デュラスは軽装であったが、その手に無骨なボウガンを持っていた。

「父上、何故前線に・・・っ、いえ、なんでもありません。援護、了解しました。」
「ふっ、心配は不要だ。槍は振るえないが、今の私にはこれがある。」

小さく笑い、デュラスはもう一度矢を放つ。
今度放たれた矢は、直線上のゴーレムを複数体貫いた。

『霊装・・・か。ボウガン型とは珍しいな。』
「知り合いに頼んだ特注品、というより改造品でしょうか。これの元になった霊装は『記録・賢者の馬弓レコード・ケイローン』という物でして、性能は疑いの余地がありません。」
『使い手も卓越しておるようじゃしな。・・・ふむ、ではここは任せた。
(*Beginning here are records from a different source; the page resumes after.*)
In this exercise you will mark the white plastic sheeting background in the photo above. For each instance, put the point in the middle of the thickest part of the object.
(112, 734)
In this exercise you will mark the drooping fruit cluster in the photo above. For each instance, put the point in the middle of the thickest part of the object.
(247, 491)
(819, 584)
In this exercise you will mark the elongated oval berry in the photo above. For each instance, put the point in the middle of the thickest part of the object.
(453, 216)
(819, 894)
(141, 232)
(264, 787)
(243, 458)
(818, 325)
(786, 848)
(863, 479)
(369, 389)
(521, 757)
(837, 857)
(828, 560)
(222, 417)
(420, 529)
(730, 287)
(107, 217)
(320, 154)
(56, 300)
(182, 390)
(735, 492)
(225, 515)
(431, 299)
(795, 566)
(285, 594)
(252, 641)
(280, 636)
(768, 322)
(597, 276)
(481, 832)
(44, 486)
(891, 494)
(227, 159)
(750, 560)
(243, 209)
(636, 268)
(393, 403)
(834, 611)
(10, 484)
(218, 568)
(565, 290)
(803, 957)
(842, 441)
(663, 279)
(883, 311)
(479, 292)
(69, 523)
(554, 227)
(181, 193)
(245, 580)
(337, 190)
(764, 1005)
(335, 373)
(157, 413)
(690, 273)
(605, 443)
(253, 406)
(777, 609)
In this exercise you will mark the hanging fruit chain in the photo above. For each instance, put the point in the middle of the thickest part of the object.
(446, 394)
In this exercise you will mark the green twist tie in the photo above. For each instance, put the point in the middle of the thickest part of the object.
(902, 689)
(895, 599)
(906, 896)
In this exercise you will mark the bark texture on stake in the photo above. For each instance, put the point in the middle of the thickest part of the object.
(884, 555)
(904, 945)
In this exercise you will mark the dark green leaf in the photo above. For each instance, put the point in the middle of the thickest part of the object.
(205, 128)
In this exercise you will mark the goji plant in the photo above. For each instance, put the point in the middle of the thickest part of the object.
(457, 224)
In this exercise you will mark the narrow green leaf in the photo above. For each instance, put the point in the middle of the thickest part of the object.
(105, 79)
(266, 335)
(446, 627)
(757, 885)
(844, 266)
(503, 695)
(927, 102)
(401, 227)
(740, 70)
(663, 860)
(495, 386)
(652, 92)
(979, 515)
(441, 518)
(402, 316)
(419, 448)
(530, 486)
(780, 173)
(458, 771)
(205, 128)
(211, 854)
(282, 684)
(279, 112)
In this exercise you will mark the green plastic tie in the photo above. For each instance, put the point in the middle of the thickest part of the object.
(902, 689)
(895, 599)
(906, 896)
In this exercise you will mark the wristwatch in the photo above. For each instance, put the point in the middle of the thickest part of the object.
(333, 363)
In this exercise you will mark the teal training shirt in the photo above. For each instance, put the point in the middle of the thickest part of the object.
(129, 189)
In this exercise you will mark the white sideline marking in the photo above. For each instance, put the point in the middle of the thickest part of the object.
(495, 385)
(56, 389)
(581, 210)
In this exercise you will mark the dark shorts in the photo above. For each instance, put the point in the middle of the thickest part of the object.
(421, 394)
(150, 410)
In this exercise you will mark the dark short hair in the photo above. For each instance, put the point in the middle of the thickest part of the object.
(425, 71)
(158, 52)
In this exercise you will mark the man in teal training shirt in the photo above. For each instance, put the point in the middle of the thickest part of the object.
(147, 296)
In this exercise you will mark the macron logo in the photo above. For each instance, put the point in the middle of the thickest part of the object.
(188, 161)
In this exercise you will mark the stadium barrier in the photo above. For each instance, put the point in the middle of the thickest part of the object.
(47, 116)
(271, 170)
そろそろヌエも、眠る時間じゃ。』

アルスはヌエと奪い合っていたゴーレムの制御を完全に手放した。
制限を失った獣たちは、再び活発に暴れ始める。

それらを千の蹄に任せ、アルスもヌエの元へ向かう。


その小さな体躯からは想像もつかない速度で、アルスは空中を駆ける。
トウテツという器に入っているアルスは、霊体とはいえ重力の影響を受けている。
故に、ただ単純に空を飛ぶことは出来ない。

それがわかっていたアルスは、保存されていた戦闘用の記憶を再度精神に刻んだ。

その結果が今の、縦横無尽に駆け回るアルスである。

魔法で足元に壁を生成したり、あるいは『不可視の腕』で自身の体を投げ飛ばしたり。

昔、体があった頃の動きでゴーレムを翻弄する。


10数秒という短い時間で、アルスはシルヴァのごく近くまで接近した。

そこで少しの間タイミングを見計らい・・・
ヌエがシルヴァの爆弾を受けて大きく仰け反った瞬間、アルスはシルヴァに声をかける。

『シルヴァ、下がるがよい!!』
「っ、りょーかい!!」

突然のアルスの言葉に、シルヴァは最速で反応した。

現在の動き全てをキャンセルし、全身で後方に飛び退く。


シルヴァが動き終わるのとほぼ同時、アルスは地面を叩きながら鋭く砲声した。

『跪けッッッ!』


ドズンッッッッ!!!


体の芯まで震えるような音と共に、ヌエの巨体が地面へと倒れ伏した。

重力を発生させる攻撃魔法、『無貌の王威』である。

『悪いが、我はあまり戦闘が好かん。さっさと、ケリを付けさせてもらうぞ。』

もがくヌエを冷めた目で見ながらそう無感情に言い放ち、アルスは宙に浮かぶ立方体から水晶を取り出す。

『錬金術とは違うが・・・貴様のような化け物にはこれで十分じゃ。』

水晶が強い光を放つ。

『燃え尽きよ。』

直後。

その場にいる全ての者の視界が、鮮やかで暴力的な紅に染め上げられた。